プレゼントをあなたに

馬村 ありん

 僕以外の男と寝てほしいという思いを打ち明けたとき、妻が最初に要求したのは、契約書を書くことだった。


「あなたのそのはしたない願望に付き合ってあげてもいいけど、条件がある。奴隷契約書を書きなさい。そこにどんな苦痛も受け入れると書いてちょうだい」


 妻は押しの弱い性格で、命令口調で話すことはなかった。僕が右と言えば、妻も右。今や死語と化したが、俗にいう『よくできた妻』というやつだ。


 だから、妻の反応は、泣きながら断るか、強がって受け入れてくれるかのどちらかだと予想していた。妻はいま、キスしてしまいそうなぐらい近くに顔をよせ、目を見開いている。花のような唇の隙間からは、かみしめられた歯列がのぞいている。


「それは困る」間の抜けた声で返すのがやっとだった。「もしそうなったら、君の機嫌ひとつで僕の要求をはねつけることができるんだろう? そんな状態は嫌だよ。せめて別の男と寝ることだけは約束してほしい」


 妻の片眉が上がった。チッと舌打ちが聞こえ、その冷たさに全身がこごえる思いがした。


「あなたの提案してきたことって、殺されてもしょうがないくらい下劣な話よ。その事実をもってあなたと離婚調停に入ることもできるし、別居することだってできる。ふつうならそうしてるわよ。ねえ、私があなたに慈悲をかけているって気づかない? あなたの要求を受け入れてやろうって言ってるんですから。それをあなたはフイにしたいというの?」


「わ、分かったよ」


 妻はテレビ台のメモ帳の上から万年筆を取り上げ、古新聞の束のなかから一枚の広告紙(それは近場のスーパーのセール広告だった)を引きぬき、僕の座るテーブルの上にそれらをバシンと叩きつけた。


「書きなさい」


 僕は書きはじめた。契約書。甲……西原多香男。乙……西原三喜子。甲は乙の者の奴隷となる。本書はその契約書である――。


「わがままな人だとは知っていたけど、ここまでとは思わなかったわ。ひどいわよね。私がほかの男に抱かれるのを想像して興奮しているの? ぞっとするわ」


「仕方ないだろ。僕はそういう人間なんだ」


「確かにそうよね。昔の恋人の話をしつこく聞き出そうとしてくる。それもエッチの時に限ってよ。何人とヤッたんだとか、いままで何回したんだとか。思い出すだけで怖気がふるう。あなたって頭がおかしいのよ」


 最下段に自分の署名をした。


「印を押しなさい」


「分かったよ」


 妻が電話台の下の引き出しから取り出した朱肉に、僕は親指をふれさせた。ねちゃりとした感覚が指先に広がる。朱色に染まった親指のひらを、契約書の署名の横に押しつけた。妻の手のひらが僕の手の上から力を加えた。広告紙と僕の指が密着する。


「これは受け取っておくわ」


 契約書をエプロンの胸元にしまって、妻は居間から姿を消した。その夜は戻ってくることはなかった。僕は中断していた夕食をとりはじめた。豚汁は冷めていて、炊き立ての白米もかたくなってしまっていた。

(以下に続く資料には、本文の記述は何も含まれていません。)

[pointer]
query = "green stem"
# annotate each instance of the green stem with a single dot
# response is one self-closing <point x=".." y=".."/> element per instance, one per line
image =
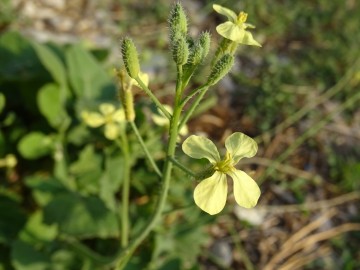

 要するに、妻は怒っているのだろう。その仕返しとして、このような奴隷契約ごっこをした。つまり、本心ではないのだ。一晩眠れば、機嫌を直してくれるはずだ。食器を下げて洗い桶に浸し、スーツを脱ごうとクローゼットに向かおうと寝室を横切った。妻はそこにいて、ベッドに横になっていた。


「なあ、怒っているのか?」


 妻からの反応はなかった。僕の枕の方に背を向けるようにして眠っている。僕はあきらめてスーツを脱ぎ、浴室でシャワーを浴びた。髪をかわかした後でベッドに潜りこんだ時も、妻は同じ姿勢のままでいた。華奢きゃしゃなその背中がうす暗闇の中で浮かび上がってきた。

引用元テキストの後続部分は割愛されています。